Time management on drag-and-drop SDK tasks is a real concern. Practice rebuilding code snippets from scratch - not just reading them - so that reordering lines under exam pressure feels routine rather than stressful. Combining this hands-on approach with reliable that include SDK scenario tasks gives you both the speed and the pattern recognition the exam demands.
Conclusion
Meraki, DNAC and SD-WAN SDK fluency is not optional for the 200-901 - it is a direct exam requirement. Master the authentication patterns, practice the core retrieval methods and use Cisco's DevNet sandbox to run real code before exam day. Candidates who combine practical SDK experience with quality scenario-based practice consistently outperform those who rely on passive study alone.
Frequently Asked Questions
Q1: Do I need to memorize SDK method names for the 200-901 exam? You do not need to memorize every method across all three SDKs, but you should be comfortable with the most common ones - particularly device list retrieval, authentication initialization and basic error response handling. The exam tests recognition and application rather than recall from a blank slate. Practicing with scenario-based questions helps you build familiarity with the methods that appear most frequently.
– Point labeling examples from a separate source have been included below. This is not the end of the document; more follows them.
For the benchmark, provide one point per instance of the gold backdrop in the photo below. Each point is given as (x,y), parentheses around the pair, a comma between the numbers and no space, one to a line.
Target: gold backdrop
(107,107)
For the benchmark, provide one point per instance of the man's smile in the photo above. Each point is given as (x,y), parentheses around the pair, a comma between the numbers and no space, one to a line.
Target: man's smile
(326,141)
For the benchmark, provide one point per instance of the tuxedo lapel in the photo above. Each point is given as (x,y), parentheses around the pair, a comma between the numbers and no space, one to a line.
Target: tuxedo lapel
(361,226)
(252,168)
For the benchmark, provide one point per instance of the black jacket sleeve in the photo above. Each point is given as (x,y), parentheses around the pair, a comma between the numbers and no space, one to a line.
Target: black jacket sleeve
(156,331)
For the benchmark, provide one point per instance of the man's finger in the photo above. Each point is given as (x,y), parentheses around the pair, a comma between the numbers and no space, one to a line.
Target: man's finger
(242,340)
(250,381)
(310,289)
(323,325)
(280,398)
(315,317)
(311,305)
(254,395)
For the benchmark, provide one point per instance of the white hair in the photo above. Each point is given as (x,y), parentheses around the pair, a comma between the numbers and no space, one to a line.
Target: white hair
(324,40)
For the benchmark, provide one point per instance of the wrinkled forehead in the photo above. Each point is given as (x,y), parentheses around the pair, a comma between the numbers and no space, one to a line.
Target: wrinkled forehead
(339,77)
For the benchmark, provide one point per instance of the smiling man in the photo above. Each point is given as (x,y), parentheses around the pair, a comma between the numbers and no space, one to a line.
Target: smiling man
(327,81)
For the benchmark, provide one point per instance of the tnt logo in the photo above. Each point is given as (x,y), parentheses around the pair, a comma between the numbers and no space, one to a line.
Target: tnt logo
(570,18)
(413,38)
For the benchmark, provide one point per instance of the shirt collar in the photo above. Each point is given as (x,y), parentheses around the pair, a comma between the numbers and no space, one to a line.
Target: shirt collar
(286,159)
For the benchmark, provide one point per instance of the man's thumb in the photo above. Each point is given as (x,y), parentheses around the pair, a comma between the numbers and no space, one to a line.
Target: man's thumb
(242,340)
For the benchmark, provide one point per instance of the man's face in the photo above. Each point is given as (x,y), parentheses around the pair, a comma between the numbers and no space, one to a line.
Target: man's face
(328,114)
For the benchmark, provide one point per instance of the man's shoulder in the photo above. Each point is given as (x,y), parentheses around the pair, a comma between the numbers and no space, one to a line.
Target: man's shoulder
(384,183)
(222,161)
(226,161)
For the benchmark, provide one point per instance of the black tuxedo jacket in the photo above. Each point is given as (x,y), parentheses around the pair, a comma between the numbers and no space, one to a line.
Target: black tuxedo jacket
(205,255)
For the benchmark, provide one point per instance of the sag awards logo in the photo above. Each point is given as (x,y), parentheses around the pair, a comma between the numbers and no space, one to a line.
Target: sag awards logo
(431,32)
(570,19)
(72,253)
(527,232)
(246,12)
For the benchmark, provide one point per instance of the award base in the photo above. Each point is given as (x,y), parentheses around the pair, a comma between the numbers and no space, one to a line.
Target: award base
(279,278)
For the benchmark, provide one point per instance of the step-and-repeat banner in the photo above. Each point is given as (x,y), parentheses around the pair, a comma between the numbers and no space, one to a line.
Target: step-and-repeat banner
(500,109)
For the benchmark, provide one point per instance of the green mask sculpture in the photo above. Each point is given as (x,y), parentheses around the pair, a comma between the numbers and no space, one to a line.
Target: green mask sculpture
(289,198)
Q2: Can I use the Cisco DevNet sandbox to practice SDK code before the exam? Yes and you absolutely should. Cisco provides free always-on sandboxes for Meraki, DNA Center and SD-WAN environments. Running your Python scripts against a real controller - even a simulated one - is the fastest way to understand how authentication flows, what error responses look like and where code breaks when something is misconfigured. That hands-on exposure translates directly to exam confidence.
Q3: What is the difference between using raw REST API calls and using an SDK on the 200-901? Raw REST calls require you to manually construct HTTP requests, manage headers, handle authentication tokens and parse responses. SDKs wrap all of that into Python methods, reducing both code length and the chance of error. The 200-901 exam tests both approaches, but SDK questions typically focus on method selection and authentication sequence rather than HTTP-level detail.
Q4: How heavily are Python SDKs weighted on the 200-901 exam? SDK and API integration falls under the Software Development and Design domain, which carries significant weight across the full blueprint. While Cisco does not publish exact per-topic percentages, SDK-related questions appear consistently throughout the exam in both standard multiple-choice and performance-based formats. Candidates who treat SDK preparation as a secondary topic almost always encounter more difficulty than expected on exam day.